Maclean’s: Issue on Canada’s Best Thinkers, 22 December 2003

“Uncommon Sense: John Ralston Saul”

The tradition of the public intellectual goes back to the ancient Athenian philosopher Socrates. He described the job as being that of a stinging gadfly nipping at the haunches of the big, lazy horse that is society. For his troubles, the 70-year-old Socrates was executed in 399 B.C.

That unfortunate outcome hasn’t deterred others form the dangerous vocation of speaking their mind. Canada’s distinguished roster of such useful, if irritating, people has included Marshall McLuhan; Northrop Frye; novelist Mordecai Richler; philosophers George Grant and Charles Taylor; and even a Prime Minister, Pierre Trudeau. Now add John Ralston Saul, 56, author of The Unconscious Civilization and other urgent defenses of democratic society and the country’s most relevant public thinker of the past decade.

Saul’s current realm extends beyond the intellectual.
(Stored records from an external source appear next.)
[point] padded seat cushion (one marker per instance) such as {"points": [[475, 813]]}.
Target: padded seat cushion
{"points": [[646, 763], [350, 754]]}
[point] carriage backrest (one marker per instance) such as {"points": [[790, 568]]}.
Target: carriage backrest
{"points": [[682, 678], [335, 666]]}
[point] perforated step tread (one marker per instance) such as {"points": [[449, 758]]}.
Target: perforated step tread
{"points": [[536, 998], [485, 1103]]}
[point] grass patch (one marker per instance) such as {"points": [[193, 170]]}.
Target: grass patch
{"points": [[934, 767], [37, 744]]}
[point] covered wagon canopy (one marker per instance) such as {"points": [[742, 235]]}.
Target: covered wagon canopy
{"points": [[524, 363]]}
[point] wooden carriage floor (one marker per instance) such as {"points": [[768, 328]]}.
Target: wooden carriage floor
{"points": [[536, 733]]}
His Excellency, as he is formally titled, is the spouse of Governor General Adrienne Clarkson, Canada’s ceremonial head of state. Even critics of the monarchy concede that the elegant Clarkson and her consort have been the most energetic and intelligent couple in living memory to occupy the post of Queen’s representatives.
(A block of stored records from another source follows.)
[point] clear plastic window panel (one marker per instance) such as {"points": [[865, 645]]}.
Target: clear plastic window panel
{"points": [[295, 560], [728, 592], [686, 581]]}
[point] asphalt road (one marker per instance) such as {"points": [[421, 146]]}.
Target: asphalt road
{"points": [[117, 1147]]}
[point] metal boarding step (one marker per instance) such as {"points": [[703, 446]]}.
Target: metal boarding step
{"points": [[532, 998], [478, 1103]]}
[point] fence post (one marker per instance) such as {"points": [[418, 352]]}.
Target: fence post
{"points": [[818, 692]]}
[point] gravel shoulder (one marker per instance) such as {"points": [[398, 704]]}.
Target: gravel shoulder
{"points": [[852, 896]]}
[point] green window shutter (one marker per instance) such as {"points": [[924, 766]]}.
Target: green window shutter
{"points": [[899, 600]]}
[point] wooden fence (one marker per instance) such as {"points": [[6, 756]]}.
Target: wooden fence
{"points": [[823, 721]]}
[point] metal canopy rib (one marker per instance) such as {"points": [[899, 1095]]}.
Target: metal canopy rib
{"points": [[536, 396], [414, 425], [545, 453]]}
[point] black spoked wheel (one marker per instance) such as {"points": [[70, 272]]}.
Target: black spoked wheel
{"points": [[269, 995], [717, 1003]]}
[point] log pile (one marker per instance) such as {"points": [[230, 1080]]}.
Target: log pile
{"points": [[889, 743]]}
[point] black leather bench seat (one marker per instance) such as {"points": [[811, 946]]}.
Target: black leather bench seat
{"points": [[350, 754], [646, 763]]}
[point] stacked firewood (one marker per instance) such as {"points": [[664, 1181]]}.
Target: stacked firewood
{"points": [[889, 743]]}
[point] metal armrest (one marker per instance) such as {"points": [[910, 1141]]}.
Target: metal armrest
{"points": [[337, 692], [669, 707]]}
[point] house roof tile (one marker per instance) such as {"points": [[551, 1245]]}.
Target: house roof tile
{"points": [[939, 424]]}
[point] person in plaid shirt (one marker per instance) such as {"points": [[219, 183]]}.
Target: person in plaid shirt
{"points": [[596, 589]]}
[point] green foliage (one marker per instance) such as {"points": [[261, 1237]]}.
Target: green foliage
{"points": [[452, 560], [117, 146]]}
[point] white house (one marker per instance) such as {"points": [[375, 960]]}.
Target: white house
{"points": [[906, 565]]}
Though he performs his quasi-diplomatic duties diligently, Saul’s primary value to the nation since the early 1990s has been to skip the niceties of protocol and tell us what he really thinks. He made his mark with the 1992 best seller Voltaire’s Bastards, which warned that a slavish adherence to the Enlightenment dream of reason was threatening to turn society into a soulless machine. Saul followed that up with The Doubter’s Companion, a humanist plea arguing that creative doubt is healthier for democracies than the false certainties of technology and commerce. Subsequent works include Reflections of a Siamese Twin, a passionate tribute to his native Canada, and most recently, On Equilibrium, a meditation on the civic virtues.

But Saul’s 1995 Massey lectures, complied in The Unconscious Civilization, are his masterpiece. Saul’s big idea here is that the authentic life of the individual has been gravely distorted by “corporatism,” the domination of public life by corporate bodies of business and professional, academic and political groups, both left and right, whose special interests override the citizen’s interest in the public good.
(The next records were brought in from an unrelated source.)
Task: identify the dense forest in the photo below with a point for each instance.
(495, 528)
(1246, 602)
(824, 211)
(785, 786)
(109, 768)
At a time when governments were being demonized by both the media and tax-cutting politicians, Saul declared, “The most powerful force possessed by the individual citizen is her own government… Government is the only organized mechanism that makes possible that level of shared disinterest known as the public good. Without this greater interest, the individual is reduced to a lesser, narrower being limited to immediate needs.” In short, we become consumers adrift in the mall. Our public schools turn into job-training centers rather than teaching students to think. And echoing George Orwell, Saul warns that in an “unconscious” society, language degenerates into ideological sloganeering.

That this prophet has been honored in his own land is perhaps as much a testament to Canada as it is to John Ralston Saul, author of the country’s most thoughtful jeremiads.